Наталья и вправду очень красивая. Ее красное платье подчеркивает ее прекрасную талию. Глаза ее непорочны, она невинная и чиста, но все в ней говорит о том, что она бунтарка по натуре и все ее нутро живет в вечной войне с чужими мнениями, пересекающимися с ее позицией относительно всего.

– Александр Чернов? Мы многое слышали о вас, – она улыбнулась.

Мимо нас прошла дама, и я резко почувствовал аромат мускуса, ванили и амбры, этот аромат схватил меня под руку и перенес в мои воспоминания, мои болезненные воспоминания, терзающие душу. И вот ведь вздор! Я не мог вспомнить эти воспоминания, но мне становилось не по себе.
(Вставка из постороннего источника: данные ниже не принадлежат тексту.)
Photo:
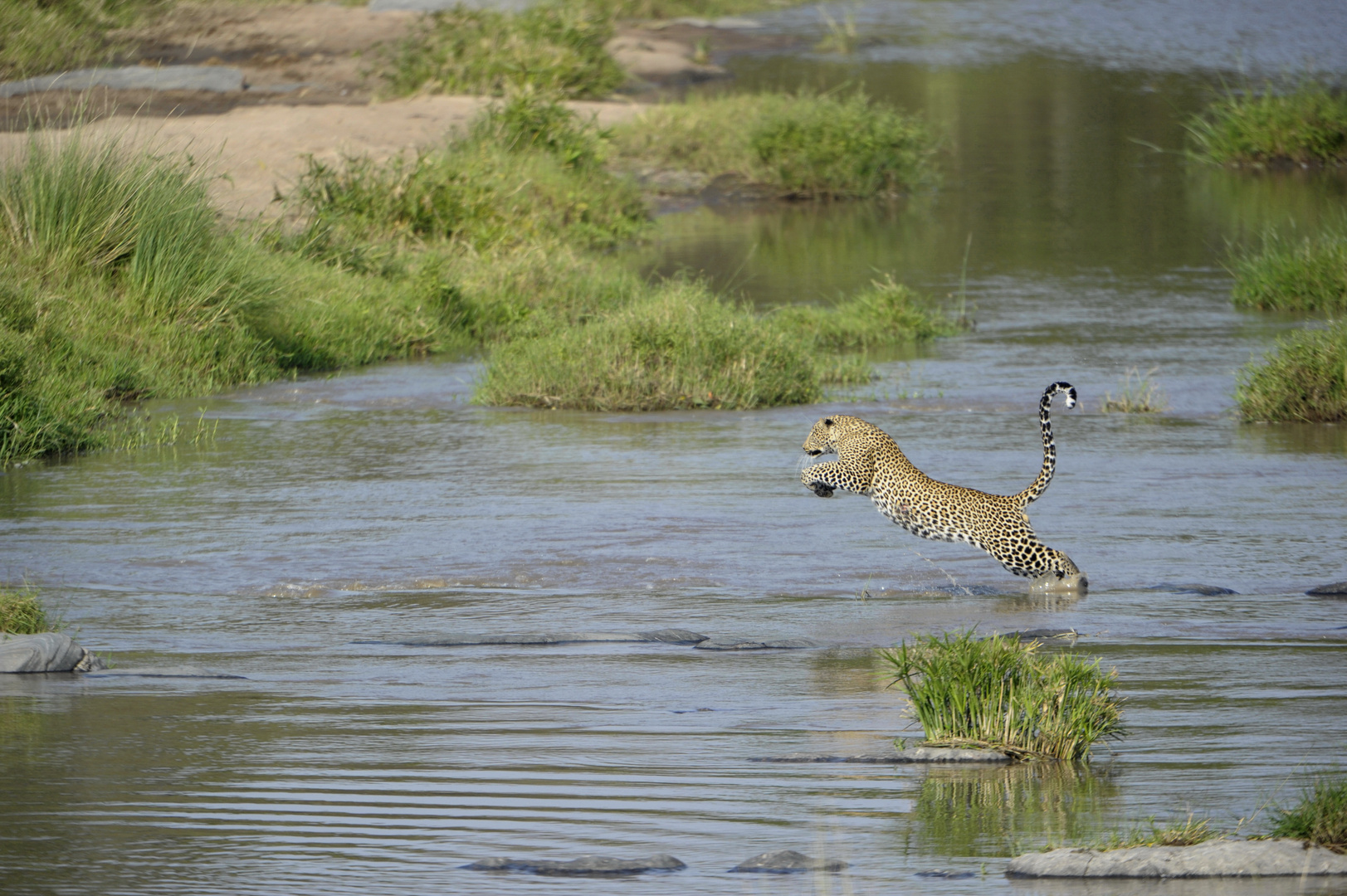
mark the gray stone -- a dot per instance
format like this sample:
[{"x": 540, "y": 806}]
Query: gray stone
[
  {"x": 730, "y": 643},
  {"x": 46, "y": 652},
  {"x": 170, "y": 77},
  {"x": 897, "y": 757},
  {"x": 582, "y": 867},
  {"x": 160, "y": 671},
  {"x": 786, "y": 861},
  {"x": 1214, "y": 859}
]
К счастью, я не показал этого и, не совсем помня, что сказала Виктория Алексеевна пару секунд назад, я ответил, надеясь угадать:

– Верьте каждому слову, – нелепая пауза, и я добавил: – Будем знакомы!

Я уже не смотрел на наших собеседников, а даже повернулся вполоборота, пытаясь глазами найти ту даму и вновь почувствовать этот аромат, который причинял мне унизительную боль. Но я только терялся в догадках, кто это мог быть и что за неощутимая боль терзала мое сознание.

– Вы так уверены, что слухи о вас положительны? – девушка не могла долго молчать и съязвила.

Я посмотрел на нее, и она тут же опустила глаза в пол.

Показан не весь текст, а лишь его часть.